Nonostante tu suoni molti strumenti, Canzoni per uomini di latta colpisce anche per il numero di ospiti e musicisti che hai coinvolto. Ci racconti qualcosa di queste collaborazioni?
Se non dovessi più suonare, per qualche motivo aprirei un campeggio, sai, di quelli in mezzo alla natura, tipo all’Argentario. Solo per ricevere tutti gli amici e conoscere sempre persone nuove. Che senso ha fare una cosa da solo? E te lo dice uno che vivrebbe su un’isola deserta (con una donna) ma sai… alla fine ti completi se vivi all’interno di legami, di rapporti, di una condivisione. E così è stato: i musicisti li abbiamo cercati a partire dai batteristi perché volevamo che le canzoni fossero sostenute dal punto di vista ritmico e così abbiamo chiamato Diego Galeri che conoscevamo dai tempi dei Timoria e poi due eccellenti jazzisti, Cesare Bernasconi e Stefano Bertoli, che tra l’altro ha suonato anche nelle nuove canzoni che ho registrato recentemente. Alle tastiere è venuto Paolo Montanari con cui mi lega la lunga militanza nei Groovers e Fidel Fogaroli dei Verdena che mi ha seguito anche per il prossimo disco. Come vedi, qualche vecchio amico, qualche nuova scoperta.
C’è un brano a cui ti senti particolarmente legato?
Lello.
Ora a quali progetti stai lavorando? Composizione musicale, ricerche, concerti…
Sto cercando di approfondire la mia conoscenza con la musica di Johnny Cash: mi piacerebbe portare in giro, in un progetto parallelo al mio lavoro, un piccolo repertorio.
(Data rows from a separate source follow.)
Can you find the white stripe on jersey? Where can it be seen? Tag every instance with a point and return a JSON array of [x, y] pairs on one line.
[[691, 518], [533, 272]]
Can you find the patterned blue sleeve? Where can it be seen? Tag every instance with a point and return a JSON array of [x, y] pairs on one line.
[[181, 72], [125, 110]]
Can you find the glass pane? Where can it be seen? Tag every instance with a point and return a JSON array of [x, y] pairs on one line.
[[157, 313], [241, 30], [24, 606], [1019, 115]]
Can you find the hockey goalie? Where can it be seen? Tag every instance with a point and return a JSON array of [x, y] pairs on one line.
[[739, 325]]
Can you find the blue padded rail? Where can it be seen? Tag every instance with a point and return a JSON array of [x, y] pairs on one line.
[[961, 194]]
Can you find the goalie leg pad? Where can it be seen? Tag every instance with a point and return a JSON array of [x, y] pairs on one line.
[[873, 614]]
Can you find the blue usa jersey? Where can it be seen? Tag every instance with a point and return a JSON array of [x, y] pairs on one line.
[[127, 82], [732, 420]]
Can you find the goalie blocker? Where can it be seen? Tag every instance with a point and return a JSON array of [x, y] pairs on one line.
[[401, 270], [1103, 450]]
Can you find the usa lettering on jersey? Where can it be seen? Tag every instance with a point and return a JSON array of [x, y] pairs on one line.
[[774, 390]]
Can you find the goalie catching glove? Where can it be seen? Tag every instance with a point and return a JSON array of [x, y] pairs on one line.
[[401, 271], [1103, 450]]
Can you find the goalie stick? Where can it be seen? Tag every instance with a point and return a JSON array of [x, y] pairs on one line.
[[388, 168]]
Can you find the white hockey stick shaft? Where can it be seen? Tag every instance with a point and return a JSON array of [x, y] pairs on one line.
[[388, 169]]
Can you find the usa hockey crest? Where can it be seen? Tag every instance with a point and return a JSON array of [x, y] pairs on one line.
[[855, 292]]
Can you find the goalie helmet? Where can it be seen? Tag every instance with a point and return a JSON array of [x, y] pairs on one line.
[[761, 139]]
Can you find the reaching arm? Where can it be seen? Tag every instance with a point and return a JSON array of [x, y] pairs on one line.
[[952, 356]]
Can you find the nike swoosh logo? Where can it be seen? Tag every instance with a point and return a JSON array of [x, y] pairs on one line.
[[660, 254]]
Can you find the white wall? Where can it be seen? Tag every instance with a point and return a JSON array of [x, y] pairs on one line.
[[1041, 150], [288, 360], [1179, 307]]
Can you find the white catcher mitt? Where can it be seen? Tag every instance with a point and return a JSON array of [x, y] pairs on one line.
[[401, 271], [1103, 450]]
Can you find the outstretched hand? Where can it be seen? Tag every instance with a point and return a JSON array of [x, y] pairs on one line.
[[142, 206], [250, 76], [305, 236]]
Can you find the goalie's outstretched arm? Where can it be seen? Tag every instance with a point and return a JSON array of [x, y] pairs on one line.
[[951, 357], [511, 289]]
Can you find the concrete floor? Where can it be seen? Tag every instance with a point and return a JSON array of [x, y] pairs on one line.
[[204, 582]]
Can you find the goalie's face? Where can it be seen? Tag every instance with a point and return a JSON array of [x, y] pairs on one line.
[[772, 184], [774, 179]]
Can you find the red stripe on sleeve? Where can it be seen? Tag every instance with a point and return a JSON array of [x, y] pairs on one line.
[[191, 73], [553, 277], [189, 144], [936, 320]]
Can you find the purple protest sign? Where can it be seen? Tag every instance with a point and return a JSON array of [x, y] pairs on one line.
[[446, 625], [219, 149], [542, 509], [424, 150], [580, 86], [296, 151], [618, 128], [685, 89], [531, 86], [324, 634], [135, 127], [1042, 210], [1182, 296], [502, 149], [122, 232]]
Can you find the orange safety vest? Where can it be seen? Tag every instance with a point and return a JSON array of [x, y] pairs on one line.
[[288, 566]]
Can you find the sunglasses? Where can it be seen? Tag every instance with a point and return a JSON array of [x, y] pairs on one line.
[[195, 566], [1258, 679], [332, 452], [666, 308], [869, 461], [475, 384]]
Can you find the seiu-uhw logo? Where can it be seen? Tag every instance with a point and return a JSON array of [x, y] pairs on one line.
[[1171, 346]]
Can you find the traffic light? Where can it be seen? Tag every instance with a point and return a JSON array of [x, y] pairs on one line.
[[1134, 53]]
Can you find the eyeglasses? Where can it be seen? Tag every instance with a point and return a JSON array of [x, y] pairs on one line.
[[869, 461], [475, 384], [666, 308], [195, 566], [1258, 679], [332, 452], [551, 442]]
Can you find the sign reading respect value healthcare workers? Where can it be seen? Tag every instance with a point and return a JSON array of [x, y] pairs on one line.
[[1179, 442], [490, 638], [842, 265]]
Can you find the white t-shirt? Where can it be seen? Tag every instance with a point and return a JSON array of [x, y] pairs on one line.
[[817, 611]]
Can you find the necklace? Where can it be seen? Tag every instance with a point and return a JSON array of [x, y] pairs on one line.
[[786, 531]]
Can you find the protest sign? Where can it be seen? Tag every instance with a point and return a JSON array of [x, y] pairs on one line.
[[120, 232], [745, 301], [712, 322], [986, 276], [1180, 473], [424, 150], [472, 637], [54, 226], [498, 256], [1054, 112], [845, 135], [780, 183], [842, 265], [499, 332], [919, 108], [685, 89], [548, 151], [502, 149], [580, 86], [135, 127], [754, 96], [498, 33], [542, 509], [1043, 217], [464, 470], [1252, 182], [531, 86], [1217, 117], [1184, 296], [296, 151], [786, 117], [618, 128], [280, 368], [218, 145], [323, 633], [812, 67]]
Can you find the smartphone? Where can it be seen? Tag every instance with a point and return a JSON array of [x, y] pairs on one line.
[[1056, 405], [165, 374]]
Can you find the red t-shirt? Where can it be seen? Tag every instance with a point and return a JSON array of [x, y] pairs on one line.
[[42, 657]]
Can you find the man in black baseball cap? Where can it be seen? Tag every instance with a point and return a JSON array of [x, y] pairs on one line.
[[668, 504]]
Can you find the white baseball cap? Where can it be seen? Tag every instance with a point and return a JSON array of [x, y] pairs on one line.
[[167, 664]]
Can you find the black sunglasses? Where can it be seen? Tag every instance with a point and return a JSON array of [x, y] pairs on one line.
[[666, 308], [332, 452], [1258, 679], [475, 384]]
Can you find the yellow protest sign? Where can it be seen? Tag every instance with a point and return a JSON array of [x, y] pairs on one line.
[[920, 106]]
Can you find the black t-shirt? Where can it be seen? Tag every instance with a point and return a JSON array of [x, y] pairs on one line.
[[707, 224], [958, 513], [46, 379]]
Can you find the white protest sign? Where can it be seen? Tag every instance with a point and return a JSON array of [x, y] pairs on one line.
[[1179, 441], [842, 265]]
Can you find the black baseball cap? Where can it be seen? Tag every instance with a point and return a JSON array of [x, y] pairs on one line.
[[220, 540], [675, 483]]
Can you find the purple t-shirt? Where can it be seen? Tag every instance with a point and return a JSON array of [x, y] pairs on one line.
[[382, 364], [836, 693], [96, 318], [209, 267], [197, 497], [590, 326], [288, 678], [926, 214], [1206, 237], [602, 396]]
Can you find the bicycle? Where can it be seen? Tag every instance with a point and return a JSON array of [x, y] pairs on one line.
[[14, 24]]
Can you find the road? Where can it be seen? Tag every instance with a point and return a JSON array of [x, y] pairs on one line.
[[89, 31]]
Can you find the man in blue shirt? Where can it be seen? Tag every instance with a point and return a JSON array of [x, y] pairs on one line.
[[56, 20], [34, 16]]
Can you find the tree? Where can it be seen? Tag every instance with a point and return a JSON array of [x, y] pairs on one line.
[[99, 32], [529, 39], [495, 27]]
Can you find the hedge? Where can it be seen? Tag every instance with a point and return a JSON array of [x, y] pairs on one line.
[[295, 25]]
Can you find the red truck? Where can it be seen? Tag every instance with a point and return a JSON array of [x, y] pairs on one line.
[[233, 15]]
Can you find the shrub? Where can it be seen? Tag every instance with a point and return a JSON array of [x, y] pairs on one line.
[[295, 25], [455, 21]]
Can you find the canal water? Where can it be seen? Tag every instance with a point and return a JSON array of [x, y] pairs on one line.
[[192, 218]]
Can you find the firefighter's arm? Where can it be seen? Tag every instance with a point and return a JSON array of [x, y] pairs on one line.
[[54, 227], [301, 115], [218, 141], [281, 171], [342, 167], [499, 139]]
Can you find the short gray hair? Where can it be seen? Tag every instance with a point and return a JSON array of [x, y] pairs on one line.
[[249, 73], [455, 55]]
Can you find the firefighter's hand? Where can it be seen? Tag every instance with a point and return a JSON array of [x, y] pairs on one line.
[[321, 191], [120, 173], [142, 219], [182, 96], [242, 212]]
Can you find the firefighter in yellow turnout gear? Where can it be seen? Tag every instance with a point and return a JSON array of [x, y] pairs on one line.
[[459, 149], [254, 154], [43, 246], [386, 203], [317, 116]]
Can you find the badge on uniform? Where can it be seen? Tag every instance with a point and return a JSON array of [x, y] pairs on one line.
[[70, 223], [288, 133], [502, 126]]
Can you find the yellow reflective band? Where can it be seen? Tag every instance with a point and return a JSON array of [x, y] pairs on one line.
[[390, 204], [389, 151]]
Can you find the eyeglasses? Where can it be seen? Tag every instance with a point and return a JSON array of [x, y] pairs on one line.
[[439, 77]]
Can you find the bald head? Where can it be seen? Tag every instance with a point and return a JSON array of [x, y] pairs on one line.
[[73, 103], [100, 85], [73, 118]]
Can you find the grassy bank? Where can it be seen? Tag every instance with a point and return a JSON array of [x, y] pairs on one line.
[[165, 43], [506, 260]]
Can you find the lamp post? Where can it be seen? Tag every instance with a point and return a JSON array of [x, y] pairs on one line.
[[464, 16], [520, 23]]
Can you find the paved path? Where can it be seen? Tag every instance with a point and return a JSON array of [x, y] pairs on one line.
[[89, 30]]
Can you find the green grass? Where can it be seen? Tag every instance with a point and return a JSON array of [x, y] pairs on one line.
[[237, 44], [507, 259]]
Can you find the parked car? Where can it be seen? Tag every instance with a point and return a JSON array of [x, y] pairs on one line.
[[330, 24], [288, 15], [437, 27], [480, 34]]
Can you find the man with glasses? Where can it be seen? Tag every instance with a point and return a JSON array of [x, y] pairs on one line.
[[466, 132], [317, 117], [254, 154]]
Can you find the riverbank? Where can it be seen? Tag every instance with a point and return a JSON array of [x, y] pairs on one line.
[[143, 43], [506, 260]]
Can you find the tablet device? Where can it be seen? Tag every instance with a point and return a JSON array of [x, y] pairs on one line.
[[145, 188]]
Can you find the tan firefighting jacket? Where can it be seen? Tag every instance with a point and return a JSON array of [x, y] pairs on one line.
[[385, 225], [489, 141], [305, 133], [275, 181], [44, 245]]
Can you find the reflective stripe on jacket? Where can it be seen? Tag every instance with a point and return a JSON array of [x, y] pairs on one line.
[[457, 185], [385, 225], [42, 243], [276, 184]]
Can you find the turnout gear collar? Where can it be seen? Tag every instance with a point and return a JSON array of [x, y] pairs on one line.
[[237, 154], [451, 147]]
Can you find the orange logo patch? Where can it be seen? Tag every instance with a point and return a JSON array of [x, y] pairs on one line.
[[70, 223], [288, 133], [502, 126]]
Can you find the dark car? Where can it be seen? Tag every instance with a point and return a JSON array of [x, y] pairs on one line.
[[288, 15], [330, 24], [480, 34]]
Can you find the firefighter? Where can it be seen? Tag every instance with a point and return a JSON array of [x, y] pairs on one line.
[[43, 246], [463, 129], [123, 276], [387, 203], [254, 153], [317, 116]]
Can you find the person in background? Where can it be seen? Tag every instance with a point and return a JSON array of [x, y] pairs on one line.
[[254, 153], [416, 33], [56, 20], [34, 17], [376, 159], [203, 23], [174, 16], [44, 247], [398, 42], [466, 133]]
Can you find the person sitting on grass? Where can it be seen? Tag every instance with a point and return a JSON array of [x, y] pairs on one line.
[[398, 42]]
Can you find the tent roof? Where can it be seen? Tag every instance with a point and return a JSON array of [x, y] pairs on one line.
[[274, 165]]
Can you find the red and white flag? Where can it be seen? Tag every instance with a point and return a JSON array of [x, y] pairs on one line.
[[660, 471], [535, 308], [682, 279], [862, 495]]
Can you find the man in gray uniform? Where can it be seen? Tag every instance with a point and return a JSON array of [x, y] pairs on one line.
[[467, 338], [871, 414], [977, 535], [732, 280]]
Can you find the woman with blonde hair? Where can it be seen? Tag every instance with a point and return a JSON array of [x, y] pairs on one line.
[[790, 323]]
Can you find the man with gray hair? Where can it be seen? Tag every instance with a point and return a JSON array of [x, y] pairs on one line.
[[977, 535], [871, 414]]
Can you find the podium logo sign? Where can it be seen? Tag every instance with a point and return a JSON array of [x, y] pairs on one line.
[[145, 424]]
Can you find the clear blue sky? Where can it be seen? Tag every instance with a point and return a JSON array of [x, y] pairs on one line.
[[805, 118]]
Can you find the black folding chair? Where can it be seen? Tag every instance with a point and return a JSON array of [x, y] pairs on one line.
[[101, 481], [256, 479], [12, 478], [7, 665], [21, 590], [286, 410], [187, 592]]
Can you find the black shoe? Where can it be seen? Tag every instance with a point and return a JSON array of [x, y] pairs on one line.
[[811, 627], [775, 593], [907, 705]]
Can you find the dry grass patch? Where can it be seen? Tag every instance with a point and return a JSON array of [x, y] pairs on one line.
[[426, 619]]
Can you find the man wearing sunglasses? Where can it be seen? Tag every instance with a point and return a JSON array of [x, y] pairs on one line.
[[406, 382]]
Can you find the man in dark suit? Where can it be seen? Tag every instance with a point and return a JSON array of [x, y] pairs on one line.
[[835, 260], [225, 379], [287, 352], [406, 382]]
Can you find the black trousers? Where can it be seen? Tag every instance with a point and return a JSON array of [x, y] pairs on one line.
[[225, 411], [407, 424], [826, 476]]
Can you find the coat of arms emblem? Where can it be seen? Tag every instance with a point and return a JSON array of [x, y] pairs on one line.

Sto cercando di imparare a memoria tutti i dialoghi dei film dei fratelli Cohen, mi piacerebbe mettere in ordine tutte le canzoni di Boris Vian, Rino Gaetano, Ivan Graziani, Fabrizio De Andrè, Francesco De Gregori, Piero Ciampi (il più grande), Ivan Della Mea che ho suonato e che suonerò. Sto completando il mio ultimo lavoro che uscirà la prima settimana di giugno 2010 e sto cercando disperatamente il numero 49 di Tex Willer.